If the profile is intact but Edge itself is corrupted, use Repair before reaching for Reset. Go to Start > Settings > Apps > Installed apps, select Microsoft Edge, choose Modify, and then select Repair. This effectively reinstalls Edge while preserving your browsing data, settings, and saved passwords. It requires an active internet connection to download replacement files. Restart afterward and retry.

Reset is the option of last resort within the browser. It preserves favorites, history, and saved passwords, but it restores Edge's startup page, search engine, and new-tab configuration to defaults, disables all extensions, and clears cookies and site data. Access it via Settings and more > Settings > Reset settings > Restore settings to their default values.
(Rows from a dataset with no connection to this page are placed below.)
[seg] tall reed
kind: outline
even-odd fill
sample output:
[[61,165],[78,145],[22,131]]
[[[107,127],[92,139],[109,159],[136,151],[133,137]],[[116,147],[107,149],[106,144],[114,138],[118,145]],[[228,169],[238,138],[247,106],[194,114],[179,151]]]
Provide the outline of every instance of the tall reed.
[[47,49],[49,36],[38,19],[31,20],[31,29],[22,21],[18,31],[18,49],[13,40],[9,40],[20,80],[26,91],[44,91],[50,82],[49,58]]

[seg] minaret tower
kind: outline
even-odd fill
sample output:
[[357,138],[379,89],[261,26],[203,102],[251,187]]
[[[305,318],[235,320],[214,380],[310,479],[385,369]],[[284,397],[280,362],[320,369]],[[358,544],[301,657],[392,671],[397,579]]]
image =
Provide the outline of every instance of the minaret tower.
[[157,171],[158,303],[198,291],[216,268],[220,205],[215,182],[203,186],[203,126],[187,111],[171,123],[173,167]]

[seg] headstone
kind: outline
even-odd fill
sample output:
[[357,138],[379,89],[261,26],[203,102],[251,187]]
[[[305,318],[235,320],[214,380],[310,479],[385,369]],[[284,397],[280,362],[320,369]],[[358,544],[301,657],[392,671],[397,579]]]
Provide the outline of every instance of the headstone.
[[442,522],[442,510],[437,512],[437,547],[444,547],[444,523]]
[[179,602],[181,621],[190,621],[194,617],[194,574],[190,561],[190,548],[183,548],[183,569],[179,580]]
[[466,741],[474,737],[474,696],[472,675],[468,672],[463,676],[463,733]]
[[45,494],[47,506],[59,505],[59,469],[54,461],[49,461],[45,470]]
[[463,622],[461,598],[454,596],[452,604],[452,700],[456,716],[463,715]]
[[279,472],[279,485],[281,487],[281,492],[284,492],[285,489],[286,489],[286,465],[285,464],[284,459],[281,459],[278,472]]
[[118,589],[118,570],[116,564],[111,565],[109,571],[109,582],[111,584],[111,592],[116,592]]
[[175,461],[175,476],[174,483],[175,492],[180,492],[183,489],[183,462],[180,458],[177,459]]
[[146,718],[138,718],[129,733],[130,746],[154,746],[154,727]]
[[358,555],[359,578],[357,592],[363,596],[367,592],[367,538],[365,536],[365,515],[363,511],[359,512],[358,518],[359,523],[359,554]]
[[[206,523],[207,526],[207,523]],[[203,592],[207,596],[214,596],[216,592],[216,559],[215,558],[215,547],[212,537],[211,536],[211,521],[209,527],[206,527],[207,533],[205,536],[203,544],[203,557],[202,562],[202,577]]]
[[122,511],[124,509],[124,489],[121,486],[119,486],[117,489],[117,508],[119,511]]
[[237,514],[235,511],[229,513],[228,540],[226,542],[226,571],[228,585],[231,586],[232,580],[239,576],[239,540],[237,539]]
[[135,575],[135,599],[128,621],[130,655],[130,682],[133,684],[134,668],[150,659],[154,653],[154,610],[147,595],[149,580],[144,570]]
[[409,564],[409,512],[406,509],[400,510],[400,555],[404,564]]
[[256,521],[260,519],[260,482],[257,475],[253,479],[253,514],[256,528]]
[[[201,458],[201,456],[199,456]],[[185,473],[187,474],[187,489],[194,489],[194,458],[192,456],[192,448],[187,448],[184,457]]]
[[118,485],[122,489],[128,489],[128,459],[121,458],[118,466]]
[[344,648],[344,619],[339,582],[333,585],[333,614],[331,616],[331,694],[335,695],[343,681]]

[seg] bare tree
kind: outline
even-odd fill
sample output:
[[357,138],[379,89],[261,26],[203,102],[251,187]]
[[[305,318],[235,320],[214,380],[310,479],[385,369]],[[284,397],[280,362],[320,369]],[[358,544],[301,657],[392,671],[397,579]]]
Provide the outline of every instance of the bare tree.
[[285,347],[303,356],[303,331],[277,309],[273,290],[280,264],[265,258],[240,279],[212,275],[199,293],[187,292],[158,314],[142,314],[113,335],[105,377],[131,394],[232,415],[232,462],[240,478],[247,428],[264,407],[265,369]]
If nothing loads in any browser even after all of the above, Windows itself may need its network adapters rebuilt. Open Settings > Network & Internet > Network reset, click Reset now, and confirm. Windows removes and reinstalls all network adapters and restarts automatically. After the restart, reconnect to Wi-Fi and open Edge. At that point, if pages still fail to load, the fault lies outside the device - with the router, the modem, or the internet service itself.